When it came to casting Frog One, there was a mix up.  Friedkin suggested “that guy who was in Belle de Jour” (with Catherine Deneuve).  The casting director looked him up, and said, his name is Fernando Rey, he’s available, and he was cast.  But, when he showed up on set, oops, that was not who Friedkin meant.  He wanted an actor named Francisco Rabal, who was unavailable.  Rey noted that much of the dialogue was in French, and he spoke only Spanish, but Rey made it work.  The great subway scene did really happen, the real person, named Jean Jehan had been a member of the French Resistance as well as the Corsican Mafia, and was well versed in creating diversions.

The film was shot in New York City, during five freezing weeks in the winter of 1970-71.  “I had seen Z by Costa-Gavras.  It made me realize you could take an actual story and make it as exciting as good fiction…it was a big influence on The French Connection. Friedkin called it “induced documentary” essentially a chase from beginning to end. (Mayer 151)
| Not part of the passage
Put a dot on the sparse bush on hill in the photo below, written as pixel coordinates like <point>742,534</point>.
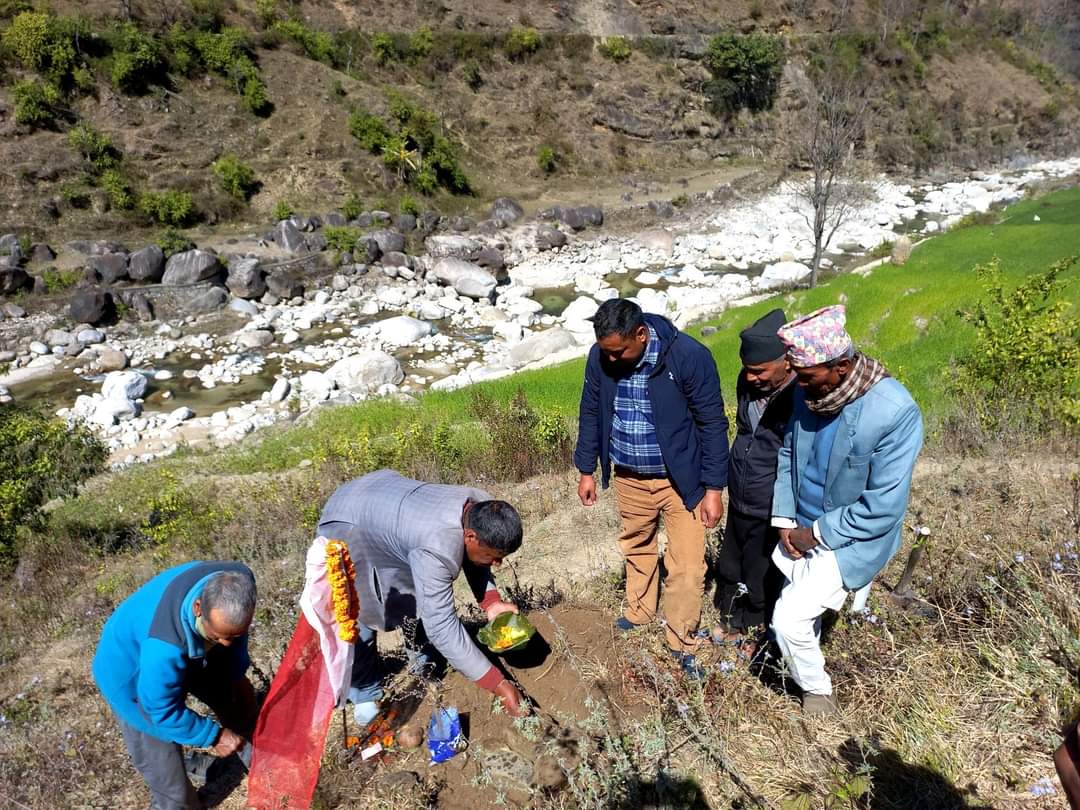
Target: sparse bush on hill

Friedkin did not want to work with any of the old-time cameramen who still held sway in Hollywood.  He found Owen Roizman, who had only done commercials before.  He told him he wanted to shoot documentary style, no lights, or big equipment trucks, and Roizman said he loved to shoot that way. Friedkin thought handheld camera looked “kind of phoney” so he rehearsed the scene with the actors but didn’t tell the cameraman exactly what was going to happen.  He cleared the crew out of the real-life locations (it’s a real police station, not a set) so that the cinematographer had to think on his feet and improvise.  Roizman was nominated for an Oscar for his first film.
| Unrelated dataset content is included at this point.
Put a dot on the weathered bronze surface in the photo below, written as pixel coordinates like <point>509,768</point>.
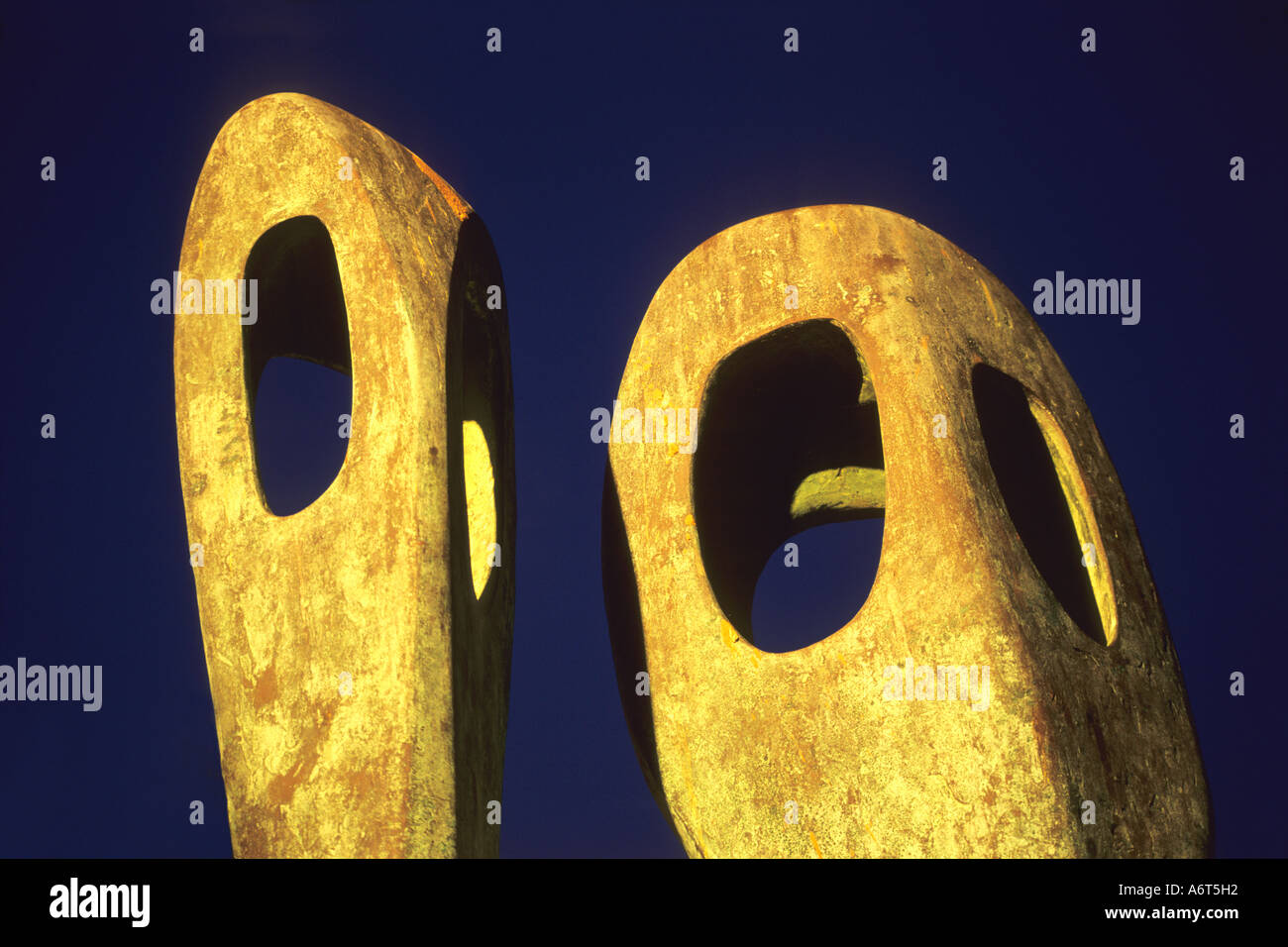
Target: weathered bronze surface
<point>831,411</point>
<point>360,684</point>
The car chase was meant to top Bullitt. The San Francisco streets had been cleared before filming began in Bullitt’s sequence.  Friedkin and the stunt driver, Bill Hickman, were inspired to have a car chase an elevated train while walking around NYC and brainstorming.  Either, the core of the chase is a single shot, with a camera mounted on the bumper, and Friedkin shooting over the driver’s shoulder.  20 blocks, 90 mph, with a siren on the top of the car, flat out, with the crashes truly accidental; the thrill of the chase constructed in the editing room. Or, Owen Roizman, contradicting the director, said the chase was carefully planned out and filmed over a five-week period. So, you may choose which version of the story you prefer.

The real appeal of the chase though is not merely the thrills, but the way it illustrates the character of Popeye Doyle.  “At once likeable and bigoted, dedicated and overzealous, dependable and alcoholic, Doyle’s behavior on this chase sequence underlines the qualities of a complex anti-hero, someone whose manic drive creates all manner of chaos in his and other people’s lives” (Borden 191).
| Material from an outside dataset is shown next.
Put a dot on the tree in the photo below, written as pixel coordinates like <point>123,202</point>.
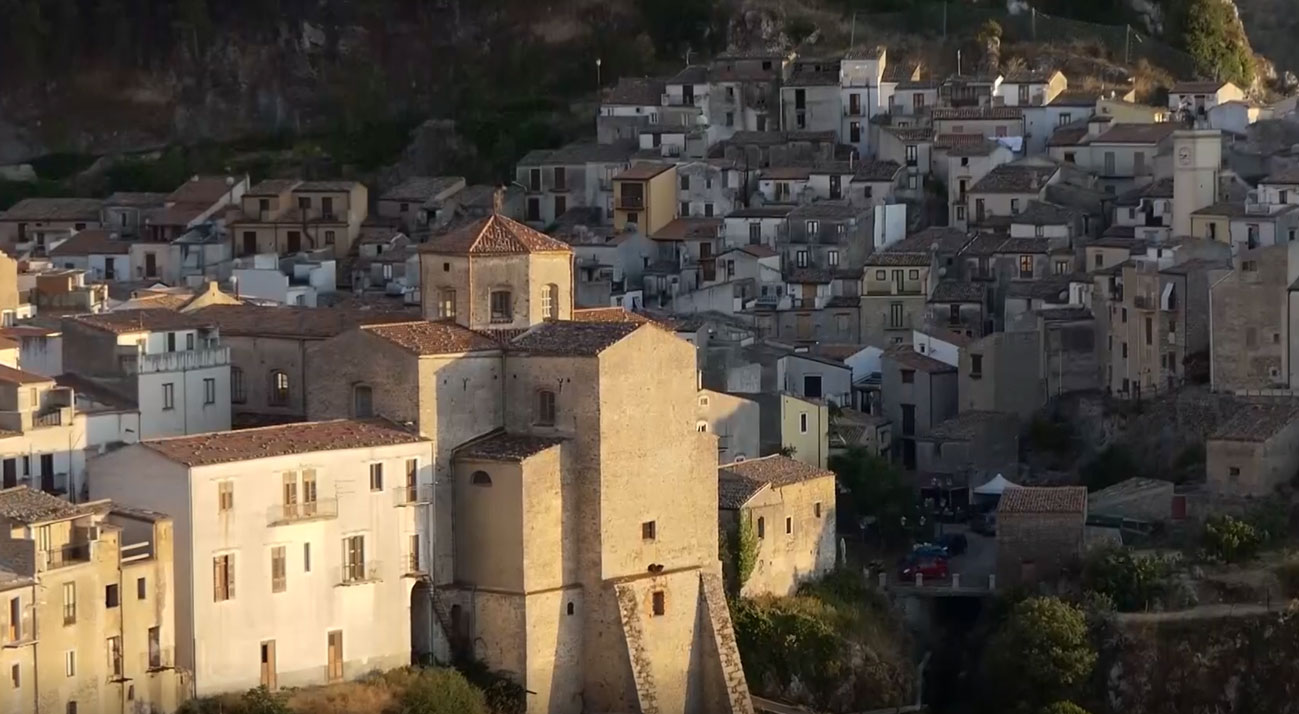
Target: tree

The film was a huge hit, making over $26 million in rentals, won Oscars and turned Friedkin, in spite of his abrasive personality, into a bankable director.  It was the third highest grossing film of 1972 and won Oscars for Best Picture, Actor, Director, Editing and Writing, with noms for supporting actor and cinematography.

The irony of the “true” story was that the huge cache of heroin retrieved by Doyle and Egan was stolen from the office of the NYC police property clerk and never recovered.  This fits perfectly into Friedkin’s desire to show the thin line between the policeman and the criminal. The forces of law and order are somewhat reprehensible, and the international drug dealer, who ruins the lives of countless thousands, is “civilized” according to a certain standard of behavior.  And Friedkin wants you to argue about the film’s ending.

Sources include, The Great Moviemakers: The Next Generation edited by George Stevens, Jr., Easy Riders Raging Bulls by Peter Biskind, Historical Dictionary of Crime Films by Geoff Mayer, Drive: Journeys Through Film, Cities, and Landscapes by Iain Borden.